The producers of Life, Galapagos and Yellowstone bring us The Great Rift. Visible from space, Africa’s Great Rift Valley runs four thousand miles from the Red Sea to the mouth of the Zambezi – a diverse landscape of erupting volcanoes, forest-clad mountains, spectacular valleys, rich grasslands, vast lakes and mighty rivers. Home to the greatest concentration of animals on earth – lions, crocodiles, elephants, hippos and flocks of flamingos – and pastoralists such as the Maasi – this is a land of constant geographical turmoil. It will take you to another world – a world of exotic extremes, where the forces of nature have shaped the landscape and so created a hotbed of evolution. It is the very cradle of mankind.
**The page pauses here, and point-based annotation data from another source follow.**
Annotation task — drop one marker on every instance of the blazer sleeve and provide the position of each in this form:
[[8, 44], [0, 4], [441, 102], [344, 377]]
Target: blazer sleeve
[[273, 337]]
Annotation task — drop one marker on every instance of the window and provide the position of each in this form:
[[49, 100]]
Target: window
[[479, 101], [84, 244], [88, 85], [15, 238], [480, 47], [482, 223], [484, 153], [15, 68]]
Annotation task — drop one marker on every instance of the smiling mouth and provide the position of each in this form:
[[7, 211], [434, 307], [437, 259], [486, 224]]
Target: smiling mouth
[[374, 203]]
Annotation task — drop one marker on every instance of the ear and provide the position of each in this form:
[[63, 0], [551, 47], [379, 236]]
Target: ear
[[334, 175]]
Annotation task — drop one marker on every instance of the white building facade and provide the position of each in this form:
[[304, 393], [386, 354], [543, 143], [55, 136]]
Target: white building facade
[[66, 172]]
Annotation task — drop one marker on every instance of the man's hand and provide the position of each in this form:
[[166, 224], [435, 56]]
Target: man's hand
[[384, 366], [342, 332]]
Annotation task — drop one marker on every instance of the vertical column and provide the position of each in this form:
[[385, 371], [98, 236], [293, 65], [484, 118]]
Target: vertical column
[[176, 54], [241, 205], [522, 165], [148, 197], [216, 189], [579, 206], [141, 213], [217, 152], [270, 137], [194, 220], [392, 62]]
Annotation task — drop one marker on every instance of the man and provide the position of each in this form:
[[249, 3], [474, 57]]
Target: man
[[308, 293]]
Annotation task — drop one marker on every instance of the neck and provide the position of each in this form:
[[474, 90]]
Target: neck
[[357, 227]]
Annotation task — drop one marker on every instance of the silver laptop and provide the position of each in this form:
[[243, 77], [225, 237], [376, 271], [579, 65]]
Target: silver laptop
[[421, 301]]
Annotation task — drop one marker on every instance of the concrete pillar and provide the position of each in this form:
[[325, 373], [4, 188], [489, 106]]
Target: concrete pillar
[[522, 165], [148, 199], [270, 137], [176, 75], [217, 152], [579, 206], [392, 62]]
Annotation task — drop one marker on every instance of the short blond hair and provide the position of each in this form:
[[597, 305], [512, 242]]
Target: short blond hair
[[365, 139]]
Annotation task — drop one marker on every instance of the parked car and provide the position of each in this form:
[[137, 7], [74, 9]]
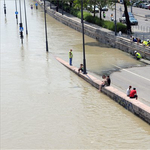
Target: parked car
[[133, 21], [105, 8], [91, 8], [147, 6]]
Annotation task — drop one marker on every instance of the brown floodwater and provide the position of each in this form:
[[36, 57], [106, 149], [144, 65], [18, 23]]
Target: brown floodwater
[[46, 106]]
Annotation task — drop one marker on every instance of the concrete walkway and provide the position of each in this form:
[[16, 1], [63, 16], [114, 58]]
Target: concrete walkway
[[136, 107]]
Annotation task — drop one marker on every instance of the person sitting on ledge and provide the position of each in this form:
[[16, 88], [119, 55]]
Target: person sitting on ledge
[[81, 68], [104, 82]]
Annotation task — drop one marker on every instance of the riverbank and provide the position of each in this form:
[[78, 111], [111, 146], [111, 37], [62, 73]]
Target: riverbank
[[136, 107]]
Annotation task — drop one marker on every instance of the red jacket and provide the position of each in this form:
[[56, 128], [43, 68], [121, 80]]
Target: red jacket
[[132, 93]]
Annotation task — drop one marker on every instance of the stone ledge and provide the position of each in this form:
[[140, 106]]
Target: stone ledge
[[136, 107]]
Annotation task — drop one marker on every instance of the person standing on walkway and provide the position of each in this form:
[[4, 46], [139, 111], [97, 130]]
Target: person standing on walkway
[[108, 81], [70, 57], [104, 15], [137, 55], [133, 94], [129, 90]]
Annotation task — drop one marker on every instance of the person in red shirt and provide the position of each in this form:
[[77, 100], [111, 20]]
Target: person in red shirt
[[133, 93]]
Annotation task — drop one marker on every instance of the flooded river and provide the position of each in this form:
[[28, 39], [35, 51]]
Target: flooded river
[[46, 106]]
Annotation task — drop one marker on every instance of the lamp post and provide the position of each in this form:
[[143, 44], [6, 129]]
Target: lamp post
[[25, 17], [4, 8], [16, 12], [62, 7], [21, 25], [84, 60], [45, 27], [115, 20], [131, 5]]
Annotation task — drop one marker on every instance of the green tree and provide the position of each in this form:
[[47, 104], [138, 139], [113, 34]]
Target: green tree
[[127, 17]]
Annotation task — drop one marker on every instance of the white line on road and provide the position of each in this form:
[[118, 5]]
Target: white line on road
[[132, 73]]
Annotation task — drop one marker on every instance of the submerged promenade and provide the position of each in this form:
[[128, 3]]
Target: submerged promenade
[[136, 107]]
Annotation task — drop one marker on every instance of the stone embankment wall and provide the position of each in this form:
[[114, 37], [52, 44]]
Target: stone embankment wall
[[103, 35], [134, 106]]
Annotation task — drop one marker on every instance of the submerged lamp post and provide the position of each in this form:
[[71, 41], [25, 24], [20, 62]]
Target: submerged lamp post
[[21, 25], [4, 8], [115, 20], [25, 17], [45, 27], [84, 60], [16, 12]]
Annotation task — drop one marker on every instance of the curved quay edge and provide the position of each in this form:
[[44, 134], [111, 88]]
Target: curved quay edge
[[136, 107]]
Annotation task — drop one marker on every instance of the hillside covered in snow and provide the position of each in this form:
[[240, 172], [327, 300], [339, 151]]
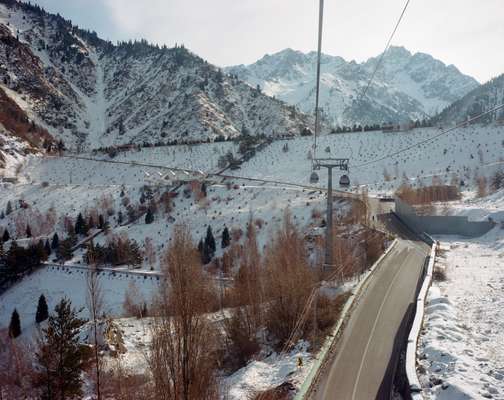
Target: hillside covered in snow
[[92, 93], [479, 100], [406, 85]]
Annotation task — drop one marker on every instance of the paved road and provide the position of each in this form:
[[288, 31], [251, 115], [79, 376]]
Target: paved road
[[365, 348]]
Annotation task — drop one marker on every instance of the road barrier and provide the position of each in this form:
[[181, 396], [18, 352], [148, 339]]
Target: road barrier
[[323, 355], [415, 389]]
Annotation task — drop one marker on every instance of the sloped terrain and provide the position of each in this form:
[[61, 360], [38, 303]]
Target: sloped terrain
[[479, 100], [94, 94], [406, 86]]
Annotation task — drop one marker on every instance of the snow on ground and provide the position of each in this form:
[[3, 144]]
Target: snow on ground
[[462, 344], [463, 152], [62, 171], [269, 373], [57, 282]]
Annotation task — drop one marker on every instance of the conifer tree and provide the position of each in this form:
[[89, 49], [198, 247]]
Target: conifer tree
[[210, 241], [15, 325], [226, 239], [8, 209], [149, 217], [101, 222], [55, 242], [6, 236], [80, 225], [42, 310], [60, 355], [47, 248]]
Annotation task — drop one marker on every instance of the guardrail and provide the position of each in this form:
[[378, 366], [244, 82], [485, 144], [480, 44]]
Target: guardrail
[[323, 355], [411, 349]]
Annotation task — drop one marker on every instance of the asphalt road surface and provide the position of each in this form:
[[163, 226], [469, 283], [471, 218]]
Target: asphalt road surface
[[363, 352]]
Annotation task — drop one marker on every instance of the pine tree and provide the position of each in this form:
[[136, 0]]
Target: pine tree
[[210, 241], [15, 325], [60, 356], [226, 240], [80, 225], [55, 242], [42, 310], [47, 248], [8, 209], [101, 222], [149, 217]]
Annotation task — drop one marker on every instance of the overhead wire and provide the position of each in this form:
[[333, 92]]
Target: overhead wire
[[378, 64], [430, 139]]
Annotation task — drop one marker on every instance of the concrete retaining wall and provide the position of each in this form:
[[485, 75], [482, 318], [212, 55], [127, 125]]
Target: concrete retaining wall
[[323, 355], [440, 224], [411, 349]]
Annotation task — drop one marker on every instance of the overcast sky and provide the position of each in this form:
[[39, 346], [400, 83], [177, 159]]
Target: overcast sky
[[466, 33]]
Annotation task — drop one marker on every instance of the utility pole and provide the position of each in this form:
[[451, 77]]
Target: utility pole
[[330, 163]]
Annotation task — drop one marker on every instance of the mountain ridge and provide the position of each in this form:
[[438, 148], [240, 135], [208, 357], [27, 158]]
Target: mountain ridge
[[92, 93], [406, 86]]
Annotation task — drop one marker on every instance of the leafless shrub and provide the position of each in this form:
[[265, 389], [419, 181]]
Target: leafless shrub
[[182, 355], [288, 280], [439, 274]]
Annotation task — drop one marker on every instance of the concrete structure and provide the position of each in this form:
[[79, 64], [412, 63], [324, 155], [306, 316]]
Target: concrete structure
[[440, 224]]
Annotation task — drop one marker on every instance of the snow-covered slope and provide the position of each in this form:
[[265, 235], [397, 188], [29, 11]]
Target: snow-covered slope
[[479, 100], [461, 347], [93, 94], [406, 86]]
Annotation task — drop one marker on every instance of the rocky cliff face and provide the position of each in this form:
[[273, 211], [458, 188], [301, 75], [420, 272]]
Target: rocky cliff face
[[92, 93], [406, 86]]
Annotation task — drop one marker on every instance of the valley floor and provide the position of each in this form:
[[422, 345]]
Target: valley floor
[[461, 350]]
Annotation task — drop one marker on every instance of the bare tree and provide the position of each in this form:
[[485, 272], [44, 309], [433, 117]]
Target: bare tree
[[94, 303], [182, 354]]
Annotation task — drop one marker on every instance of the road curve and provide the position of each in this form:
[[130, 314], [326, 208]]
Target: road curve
[[365, 348]]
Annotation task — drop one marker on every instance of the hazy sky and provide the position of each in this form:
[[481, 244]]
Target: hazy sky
[[466, 33]]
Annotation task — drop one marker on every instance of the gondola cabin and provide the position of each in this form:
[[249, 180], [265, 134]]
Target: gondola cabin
[[344, 181]]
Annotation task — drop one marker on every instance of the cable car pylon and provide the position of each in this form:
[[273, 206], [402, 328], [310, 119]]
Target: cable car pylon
[[329, 163]]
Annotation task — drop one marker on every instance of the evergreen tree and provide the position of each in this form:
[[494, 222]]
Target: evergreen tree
[[210, 241], [135, 256], [101, 222], [60, 357], [47, 248], [80, 225], [42, 310], [8, 209], [149, 217], [15, 325], [6, 236], [226, 239], [55, 242], [91, 223], [208, 247]]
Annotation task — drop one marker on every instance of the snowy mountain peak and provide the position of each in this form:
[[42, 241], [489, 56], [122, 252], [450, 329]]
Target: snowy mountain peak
[[92, 93], [406, 86]]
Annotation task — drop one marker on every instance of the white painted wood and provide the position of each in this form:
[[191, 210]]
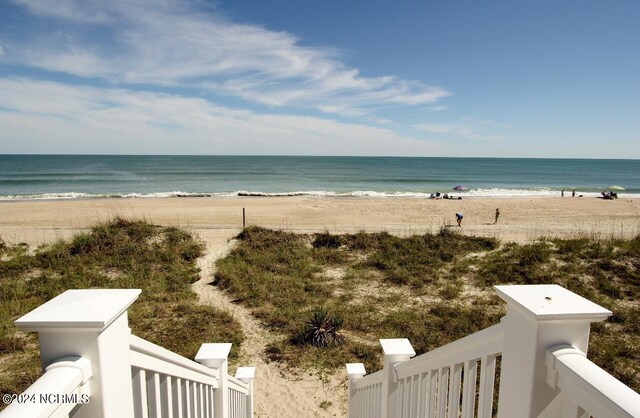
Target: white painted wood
[[91, 324], [485, 342], [455, 379], [443, 385], [422, 389], [188, 399], [487, 380], [587, 386], [69, 376], [154, 395], [141, 409], [178, 406], [368, 380], [469, 388], [247, 375], [538, 317], [166, 396], [433, 388], [215, 356], [396, 350], [168, 362]]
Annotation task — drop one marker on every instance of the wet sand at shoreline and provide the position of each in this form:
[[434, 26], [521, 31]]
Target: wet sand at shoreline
[[521, 220]]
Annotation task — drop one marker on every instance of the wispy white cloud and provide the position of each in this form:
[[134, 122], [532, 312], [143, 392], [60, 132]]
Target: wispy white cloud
[[184, 44], [456, 130], [42, 116]]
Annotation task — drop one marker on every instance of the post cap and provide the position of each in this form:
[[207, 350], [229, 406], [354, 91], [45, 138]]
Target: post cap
[[81, 309], [356, 369], [397, 346], [212, 354], [548, 302]]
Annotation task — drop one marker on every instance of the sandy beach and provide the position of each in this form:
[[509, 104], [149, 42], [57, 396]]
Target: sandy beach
[[521, 220], [279, 392]]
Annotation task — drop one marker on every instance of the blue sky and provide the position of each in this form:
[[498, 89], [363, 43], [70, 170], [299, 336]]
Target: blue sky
[[422, 78]]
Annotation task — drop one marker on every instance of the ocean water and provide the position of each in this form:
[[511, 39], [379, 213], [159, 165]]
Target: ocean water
[[24, 177]]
Spectacular landscape and wildlife photography, including glimpses of previously unknown species, enliven this BBC documentary series about the Great Rift Valley, a massive and unique ecological zone that stretches across Eastern Africa. Hugh Quarshie narrates this three-part examination that focuses on game herds of the savannah, the wildlife of Tanzania’s highlands, and the plant and animal life of the region’s volcanic mountains.

The three episodes are themed and titled as such: “Fire,” “Water,” and “Grass.” Each of them at least go over briefly about what the Great Rift is and how it was formed: by a plume of lava that pushed up on the middle of Africa and essentially formed cracks at the edges of the plume which eventually created great big volcanoes and valleys and all sorts of geographical wonders. Really though, it’s just a big valley with some zoological favorites inhabiting it. The filmmakers introduce us to some of these creatures and teach us how they interact with each of their unique habitats.

The Blu-Ray comes with a making-of featurette at the end of each section. But, it’s only ten minutes long and covers the basics. When it’s all said and done, it’s a rather basic TV on Blu-Ray presentation for a nature documentary mini-series. The A/V Quality is impressive with a flawless 1080p transfer matched by HD-lossless audio. I couldn’t quite peg it as TrueHD audio, as the receiver kept saying it was a master audio mix. In the end, I’d recommend a cautious purchase.